Reconstructive listening is a skill to reconstruct the content of a text in full, in spite of the gaps in reception, caused by linguistic and any other reasons.
Analytical listening is a skill to draw the corresponding conclusions, to approach the heard critically, to understand the purpose and the implications of the text.
Creative listening is a skill to interpret the received information, to place it in a different light or a new way, to develop the idea conveyed in it, to comment on the heard depending on the listener’s own knowledge and experience. This type of listening is considered to be the most important one for successful dialogisation.
Further elaboration in typology could bring to light another type of listening. It can be called interpretative listening. With interpretative listening, a listener deals with a number of opinions on the same subject or is offered 2 or more texts on the same topic. The job of the listener is to summarise what he has heard and interpret all this in his own way. As a result, a listener’s compilation may take the form of an oral or written essay, summary or annotation.
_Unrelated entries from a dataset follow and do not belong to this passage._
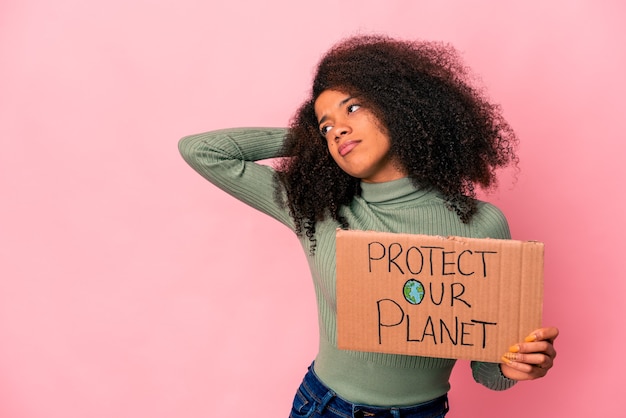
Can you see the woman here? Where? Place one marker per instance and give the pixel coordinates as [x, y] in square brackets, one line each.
[394, 138]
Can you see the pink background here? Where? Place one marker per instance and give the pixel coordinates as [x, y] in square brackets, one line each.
[130, 287]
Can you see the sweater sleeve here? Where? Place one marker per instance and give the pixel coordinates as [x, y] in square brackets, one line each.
[228, 159]
[491, 223]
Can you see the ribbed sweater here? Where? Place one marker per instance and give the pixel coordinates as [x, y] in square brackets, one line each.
[227, 158]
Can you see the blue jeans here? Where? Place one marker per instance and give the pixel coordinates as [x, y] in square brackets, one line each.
[315, 400]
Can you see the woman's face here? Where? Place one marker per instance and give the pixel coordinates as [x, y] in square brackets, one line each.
[357, 141]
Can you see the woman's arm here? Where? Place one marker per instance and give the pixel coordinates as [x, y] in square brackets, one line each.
[227, 159]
It should be noted that as soon as a listener’s position varies greatly, the degree of difficulty of comprehension is increased in every other position. The easiest type of listening is individual listening. This is so because a participant of a dilog can influence his interlocutor and is guided with meaningful extra- and paralinguistic means through a communicative interaction.
In teaching practice, students taking part in a conversation receive the transmitted information without much difficulty. This is so because the content and language of their speech is of common origin. As phrases of a conversation, the teacher’s utterances are easily understood by his students too. The teacher’s speech is adapted. It is often realised in stereotype teaching situations, because it is mainly based on everyday speech formulas and the language students already know.
Group communication (or the so-called polilogs) is much more difficult for the students to listen to. The main reason lies in an uninteresting character of the subject or topic under discussion or, sometimes, a boring procedure of the discussion, which often becomes optional. When the procedure makes it optional for a student to participate, the latter chooses the easiest way out – he simply switches off.
As far as the positions of a passive participant of public intercourse, a passive listener to mass media and a listener to tapes are concerned, these types of dialogical listening are usually observed in communicative situations being monological in their structure. A monological structure of communication in receiving information allows to consider listening as a skill in broad sense. This consideration mainly depends on types of text as major sources for teaching listening in school.